1037 GMT October 25, 2020
The Iranian government has decided to provide those suffering from economic hardship due to the new coronavirus spread in the country with financial support, said the governor of the Central Bank of Iran (CBI).
Two weeks ago, it was approved by the Money and Credit Council of Iran that those whose businesses are faced with problems due to the spread of the virus can postpone paying their instalments for three months, IRNA reported.
The new virus, a respiratory disease also known as COVID-19, emerged in the central Chinese city of Wuhan in Hubei Province late last year. It has infected more than 180,000 people worldwide and killed over 7,000.
Other measures have been taken to facilitate banking transactions at home in an effort to contain the coronavirus spread in the country, such as raising the ceiling of electronic money transfer through ATMs to $2,380 per day and increasing electronic banking services.
In Iran, the rapid spread of coronavirus has infected some 16,169 people and killed 988, according to official figures released on Tuesday.

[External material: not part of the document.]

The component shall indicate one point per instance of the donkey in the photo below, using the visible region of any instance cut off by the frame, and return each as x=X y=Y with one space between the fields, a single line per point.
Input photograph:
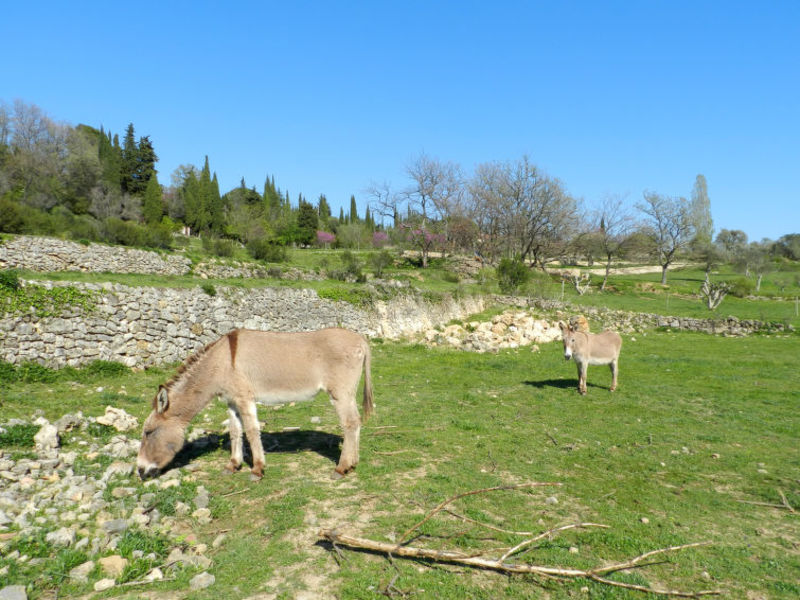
x=244 y=367
x=590 y=349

He appreciated efforts by the domestic banks’ staff who make sacrifices under the present tough circumstances to provide people with sustainable services, stressing that measures, such as further promotion of telecommuting, have been employed to reduce the infection risk for them.
He stressed that Iran had never asked for a loan from the International Monetary Fund (IMF) in the past 60 years, noting that, “This is among the rights of our country and the smallest step [in the fight against the virus]. We have submitted a request [to the IMF] and are waiting to see what decision those claiming to be promoting justice in the international arena will make and whether US interference would impact the process or not. We are following up the case on a daily basis.”
Iran has huge monetary resources outside the country which are all blocked by the US, Hemmati said, adding since the beginning of the current Iranian calendar year (started in March 2019), the CBI has supplied $39.2 billion for imports.
In May 2018, President Donald Trump pulled the US out of the Joint Comprehensive Plan of Action (JCPOA), signed between Iran and the P5+1, and reimposed Washington’s sanctions on Tehran. In the aftermath of the US withdrawal, foreign banks were forced by Washington to freeze Iranian assets.
The sanctions have also hindered the delivery of international humanitarian aid, drugs and medical equipment to Iran amid the country’s efforts to contain the coronavirus spread.
Hemmati noted that since March 2019, Iran has imported basic goods and medical equipment worth $14.8 billion, giving assurance that the country is faced with no problem in terms of meeting the domestic needs.